19. Marbury v. Madison determined the legal body possessed the power of judicial review and could invalidate laws
Following the defeat of the Federalists in the presidential election of 1800, the outgoing and ungracious John Adams and his supporters sought to stack federal offices with “anti-Jeffersonians”. Nominating nearly sixty individuals to circuit judge positions on March 2, 1801 – two days before the end of his term – these so-called “Midnight Judges” were confirmed en masse by the Senate and writs were sent out confirming their appointments. However, with Jefferson taking office on March 4, not all of these notices reached their recipients in time and Jefferson promptly canceled all those outstanding claiming the offers had become consequently void.
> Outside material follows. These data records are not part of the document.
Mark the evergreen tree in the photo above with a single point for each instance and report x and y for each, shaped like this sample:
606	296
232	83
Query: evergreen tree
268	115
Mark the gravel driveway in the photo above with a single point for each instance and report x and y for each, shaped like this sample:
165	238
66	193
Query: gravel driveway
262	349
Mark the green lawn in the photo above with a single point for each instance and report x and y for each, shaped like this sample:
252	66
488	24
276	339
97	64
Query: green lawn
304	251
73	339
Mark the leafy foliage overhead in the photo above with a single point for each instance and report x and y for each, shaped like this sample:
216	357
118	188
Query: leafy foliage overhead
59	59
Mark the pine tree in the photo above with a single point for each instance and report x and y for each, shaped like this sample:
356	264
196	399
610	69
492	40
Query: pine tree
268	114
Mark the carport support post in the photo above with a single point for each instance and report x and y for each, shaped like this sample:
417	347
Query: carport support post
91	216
William Marbury, a passionate supporter of Adams denied his seat by the new Secretary of State James Madison, filed suit against Madison in December 1801 for his refusal to deliver his commission. Although siding with Marbury, noting Madison’s refusal to deliver the commission was illegal, the Supreme Court did not order his compliance. Instead, Chief Justice John Marshall announced the law which gave the court the authority to examine the situation – the Judiciary Act of 1789 – had expanded the court’s jurisdiction beyond constitutional limits. Striking down the foundational law, the Supreme Court asserted the now-famous power of judicial review to invalidate laws found to violate the United States Constitution.